NC immigration panel says feds should do more
RALEIGH — A General Assembly committee that Latino advocates feared could set a path for North Carolina to follow other Sun Belt states into a crackdown on illegal immigrants wrapped up a year of meetings Thursday by recommending no new legislative action other than urging Washington to do more.
A lot has changed since the House Select Committee on the State's Role in Immigration Policy was conceived amid action by other GOP-controlled legislatures in Arizona, South Carolina, Alabama and Georgia to pass tough new laws targeting illegal immigrants.
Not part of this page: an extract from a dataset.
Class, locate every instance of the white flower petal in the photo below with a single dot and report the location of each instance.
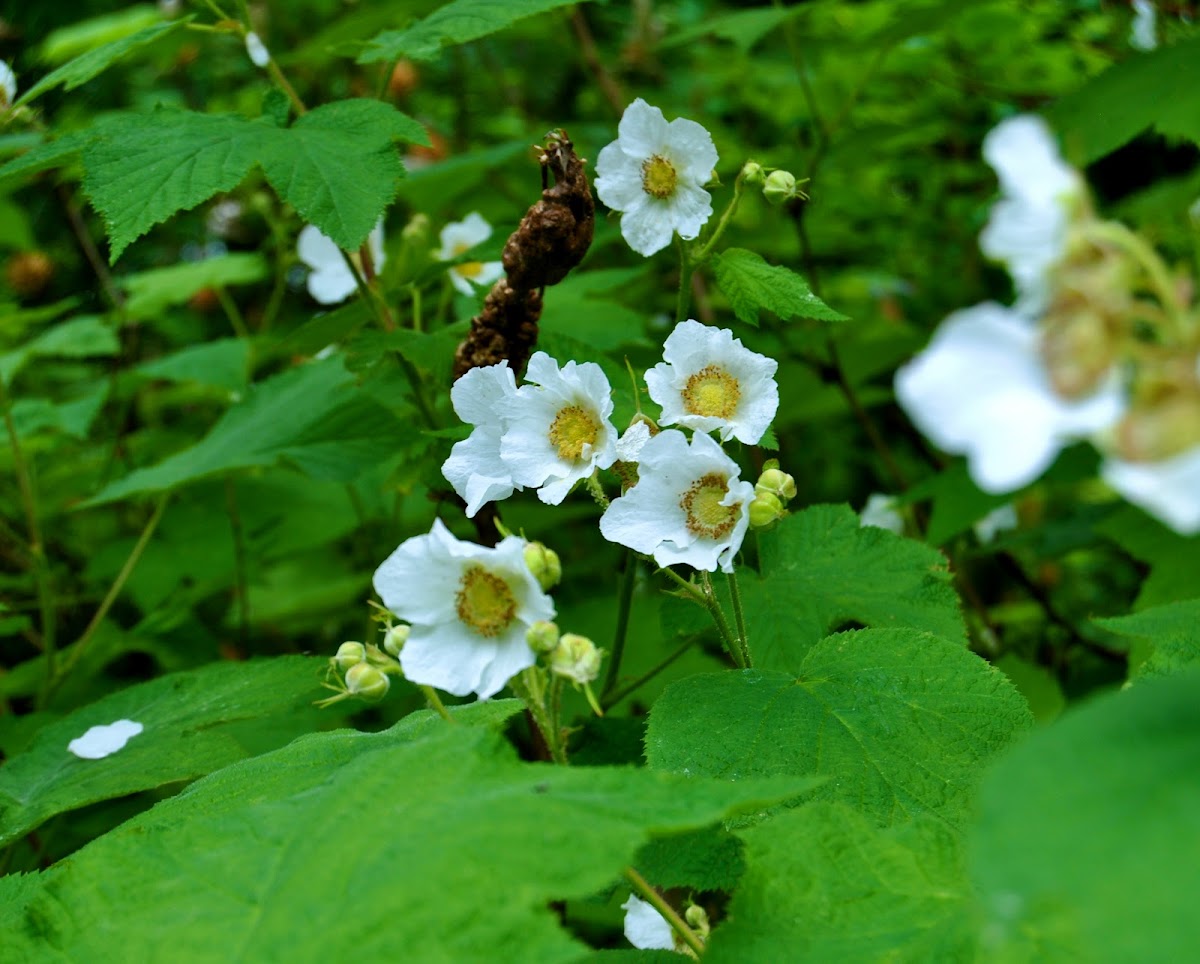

"We're not recommending a specific bill" but individual lawmakers could propose their own ideas, said committee co-chairman Rep. Frank Iler, R-Brunswick.
House Speaker Thom Tillis, R-Mecklenburg, did not return messages seeking comment. Tillis told the StarNews of Wilmington this week that North Carolina lawmakers shouldn't follow the lead of other states in adopting ough laws against illegal immigrants.
"It's a very emotional issue on both sides, and we've got to try and hold that rhetoric off and look at things that benefit the economy, treat people respectfully, and in some cases, address some symptoms now whose problem is really rooted in federal policy. I just think we need to be very careful with it," Tillis said.
The legislative committee hadn't met since March as it waited for the U.S. Supreme Court to rule on Arizona's law requiring police to question the immigration status of those they suspect are in the country illegally. The court cleared that provision of the law.
Representatives of North Carolina's home building, construction, farming and other industries that extensively use immigrant labor urged lawmakers to be cautious.
Hispanics are the nation's fastest-growing population group, and seven out of 10 Latinos voting in last month's presidential election backed President Barack Obama over Republican Mitt Romney, according to exit polls.
The committee's report came as the U.S. Census Bureau released data Thursday estimating North Carolina's Hispanic population fell from about 800,000 in 2010, or 8.4 percent of the state's total population, to about 765,000, or 8.1 percent in 2011.
The new census data confirmed a clear and sustained drop in illegal immigration nationwide after more than a decade of increases, with the number falling to about 11.1 million last year from a peak of 12 million in 2007. About 80 percent of all illegal immigration comes from Mexico and Latin America, but demographers say illegal immigration from south of the U.S. border isn't likely to return to its mid-2000 peak due to a weakened U.S. economy, stronger enforcement, and an aging Mexican population.
The Pew Hispanic Center last year estimated that North Carolina ranked ninth in population among the states with between 240,000 and 425,000 "unauthorized immigrants," which the research group defined as foreign-born citizens of other countries who aren't legal U.S. immigrants.
The legislative committee said North Carolina lawmakers should urge the federal government to better enforce border security everywhere, and for Washington to delegate more authority for states to enforce immigration laws.
Iler then met with Latino advocates to discuss their proposals for North Carolina to issue driver's licenses to illegal immigrants who have lived in the country for years and who have clean criminal records.
"It's a good day. The committee didn't find anything to do in North Carolina," said Maudia Melendez, executive director of the Jesus Ministry, a Charlotte non-profit that advocates for Latinos.
The head of a group opposed to illegal immigrants called the committee a farce aimed at diluting demands for a crackdown.
"I'm so disgusted with the Republican leadership" of the Legislature, said William Gheen, president of Raleigh-based Americans for Legal Immigration PAC. "I want to scream at them and ask how many people have to die at the hands of illegal immigrants, or let them take our jobs."